Joseph les cerne par son interrogatoire, et les oblige à se dévoiler. Ils font d’abord allusion au plus jeune fils resté auprès de leur père, et cet aveu sera mis à profit par Joseph pour achever leur travail de conscience lors du dénouement. Ils parlent ensuite de ce frère qu’ils ont vendu comme s’il n’existait plus, comme s’il avait disparu de leur vie. Il faut maintenant qu’il réapparaisse ouvertement dans leur conscience, et que leur cœur jadis dur comme pierre soit bouleversé. Ces dix “honnêtes gens” sont donc emprisonnés trois jours. Ils n’ont pas besoin d’explications pour admettre pendant ce temps de réflexion qu’ils sont bien coupables (verset 21). Leur péché n’a pas été effacé par le temps : ils commencent à le confesser entre eux, premier pas vers la repentance. De plus, leur cœur devient enfin sensible, et leur propre détresse leur rappelle ce qu’a pu être celle de leur frère lorsqu’il demandait grâce, et Ruben accentue leur remords ; le travail de Dieu est commencé. Joseph en est un maître artisan ; il connaît les pensées de Dieu. Ses frères, s’ils ont eu la surprise d’entendre parler de la crainte de Dieu (verset 18) par le gouverneur de ce pays idolâtre, devront reconnaître la sagesse d’en haut chez cet homme. Joseph est aussi un homme au cœur sensible ; nous le verrons souvent pleurer (verset 24), mais il ne se fera pas encore reconnaître ; il faut pour qu’il se révèle, que le passé soit jugé.

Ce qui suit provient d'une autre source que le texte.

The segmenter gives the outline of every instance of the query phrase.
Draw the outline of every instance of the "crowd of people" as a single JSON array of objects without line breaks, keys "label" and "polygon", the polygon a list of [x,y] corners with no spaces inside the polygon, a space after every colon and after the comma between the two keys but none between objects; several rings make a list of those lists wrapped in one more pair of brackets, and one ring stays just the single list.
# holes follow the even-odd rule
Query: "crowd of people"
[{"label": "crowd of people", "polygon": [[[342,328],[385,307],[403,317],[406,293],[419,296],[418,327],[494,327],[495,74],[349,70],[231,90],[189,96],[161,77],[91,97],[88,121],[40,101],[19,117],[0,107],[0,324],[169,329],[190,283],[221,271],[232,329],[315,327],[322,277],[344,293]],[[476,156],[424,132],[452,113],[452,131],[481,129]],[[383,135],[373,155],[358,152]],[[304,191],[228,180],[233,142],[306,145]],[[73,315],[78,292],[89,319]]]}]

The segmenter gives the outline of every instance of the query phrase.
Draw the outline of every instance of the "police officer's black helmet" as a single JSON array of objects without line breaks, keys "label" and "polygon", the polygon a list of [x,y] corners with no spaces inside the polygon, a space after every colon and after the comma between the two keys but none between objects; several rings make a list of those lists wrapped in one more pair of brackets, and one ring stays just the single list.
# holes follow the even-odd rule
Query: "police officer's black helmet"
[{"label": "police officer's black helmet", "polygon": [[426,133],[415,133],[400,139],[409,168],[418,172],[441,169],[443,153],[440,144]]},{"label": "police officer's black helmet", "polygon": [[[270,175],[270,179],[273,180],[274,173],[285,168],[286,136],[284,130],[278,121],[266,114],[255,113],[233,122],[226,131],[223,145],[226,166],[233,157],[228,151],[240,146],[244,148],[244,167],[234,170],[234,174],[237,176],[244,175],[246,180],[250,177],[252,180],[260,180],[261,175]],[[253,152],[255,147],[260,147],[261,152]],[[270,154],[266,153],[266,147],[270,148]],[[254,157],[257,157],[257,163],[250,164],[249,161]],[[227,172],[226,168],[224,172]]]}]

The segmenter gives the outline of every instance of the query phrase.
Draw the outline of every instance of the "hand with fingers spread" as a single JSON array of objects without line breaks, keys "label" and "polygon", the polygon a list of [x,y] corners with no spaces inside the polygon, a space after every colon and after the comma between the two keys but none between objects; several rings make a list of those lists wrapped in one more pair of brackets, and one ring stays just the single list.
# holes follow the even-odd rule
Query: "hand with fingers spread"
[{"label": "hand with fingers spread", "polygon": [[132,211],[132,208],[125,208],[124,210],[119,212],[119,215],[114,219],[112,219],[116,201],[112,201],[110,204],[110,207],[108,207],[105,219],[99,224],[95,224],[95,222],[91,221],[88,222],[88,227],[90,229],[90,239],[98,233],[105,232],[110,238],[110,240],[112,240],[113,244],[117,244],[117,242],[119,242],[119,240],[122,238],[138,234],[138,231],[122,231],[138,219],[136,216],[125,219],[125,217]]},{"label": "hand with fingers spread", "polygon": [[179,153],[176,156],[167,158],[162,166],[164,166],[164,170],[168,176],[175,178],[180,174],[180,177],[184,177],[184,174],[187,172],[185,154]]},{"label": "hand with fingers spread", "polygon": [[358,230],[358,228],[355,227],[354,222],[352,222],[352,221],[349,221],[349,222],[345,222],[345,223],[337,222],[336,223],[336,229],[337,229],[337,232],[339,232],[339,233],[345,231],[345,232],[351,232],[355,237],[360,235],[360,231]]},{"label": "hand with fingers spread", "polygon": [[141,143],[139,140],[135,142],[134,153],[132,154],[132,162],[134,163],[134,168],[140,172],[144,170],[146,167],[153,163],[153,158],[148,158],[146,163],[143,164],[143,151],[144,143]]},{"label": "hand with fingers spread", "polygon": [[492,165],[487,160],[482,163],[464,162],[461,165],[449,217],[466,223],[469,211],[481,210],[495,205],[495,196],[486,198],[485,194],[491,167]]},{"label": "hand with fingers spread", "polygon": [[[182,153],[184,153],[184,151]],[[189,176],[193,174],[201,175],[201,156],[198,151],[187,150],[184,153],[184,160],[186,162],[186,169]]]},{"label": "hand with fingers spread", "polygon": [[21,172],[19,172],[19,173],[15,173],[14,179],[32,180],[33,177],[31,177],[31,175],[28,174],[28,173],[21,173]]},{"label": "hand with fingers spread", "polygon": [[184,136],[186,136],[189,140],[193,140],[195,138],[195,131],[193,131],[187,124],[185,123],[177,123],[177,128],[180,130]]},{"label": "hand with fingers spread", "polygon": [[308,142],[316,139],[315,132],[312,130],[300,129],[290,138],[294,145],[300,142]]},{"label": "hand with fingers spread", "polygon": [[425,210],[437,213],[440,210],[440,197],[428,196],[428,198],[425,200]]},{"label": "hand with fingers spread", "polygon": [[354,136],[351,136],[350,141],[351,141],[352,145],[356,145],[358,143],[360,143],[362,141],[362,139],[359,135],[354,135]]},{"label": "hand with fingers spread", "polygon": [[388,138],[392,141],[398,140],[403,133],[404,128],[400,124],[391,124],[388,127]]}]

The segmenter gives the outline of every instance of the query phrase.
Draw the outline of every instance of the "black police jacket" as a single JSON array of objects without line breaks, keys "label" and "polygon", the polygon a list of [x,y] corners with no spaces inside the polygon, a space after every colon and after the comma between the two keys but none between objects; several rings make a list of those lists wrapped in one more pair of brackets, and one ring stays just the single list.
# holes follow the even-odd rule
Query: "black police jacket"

Siméon est lié ; deuxième de la famille, il était responsable après Ruben de ce qui s’était passé à Dothan en l’absence du premier-né. Il a également le temps, au fond de sa prison, de se remémorer la tuerie de Sichem. Mais tout en retenant Siméon, Joseph charge ses frères d’une abondance de blé, et fait replacer leur argent dans leur sac. Il les éprouve aussi de cette manière, en alternant la dureté et la sévérité avec la prévenance. La découverte de cet argent au caravansérail, puis à la maison (versets 28, 35), remplit ces hommes d’effroi. Placés dans la lumière de Dieu, ils ne sont pas à l’aise. Ils l’avaient convoité, cet argent, lorsqu’ils avaient retiré chacun deux pièces de la vente de leur frère ; il brûle leurs doigts maintenant. Puis les fils de Jacob rendent compte à leur père de leur voyage et de leur entrevue avec le “seigneur du pays”. Leur discours, juste par ailleurs, dénote que le travail intérieur salutaire n’a fait que commencer en eux.
Pour Jacob, ce vieillard, la discipline se poursuit aussi, très éprouvante. Après la séparation de Joseph, la famine survient, puis la captivité de Siméon ; et maintenant on veut lui prendre Benjamin : “Toutes ces choses sont contre moi” ! Il nous faut souvent du temps pour comprendre que Dieu est toujours pour nous, quelles que soient les apparences. “Mon fils ne descendra pas avec vous” dit Jacob (verset 38) en parlant de Benjamin. “Que votre jeune frère vienne ici”, avait dit Joseph (verset 15). Il faudra bien que Jacob le laisse aller, car Joseph fait tout dépendre de sa venue.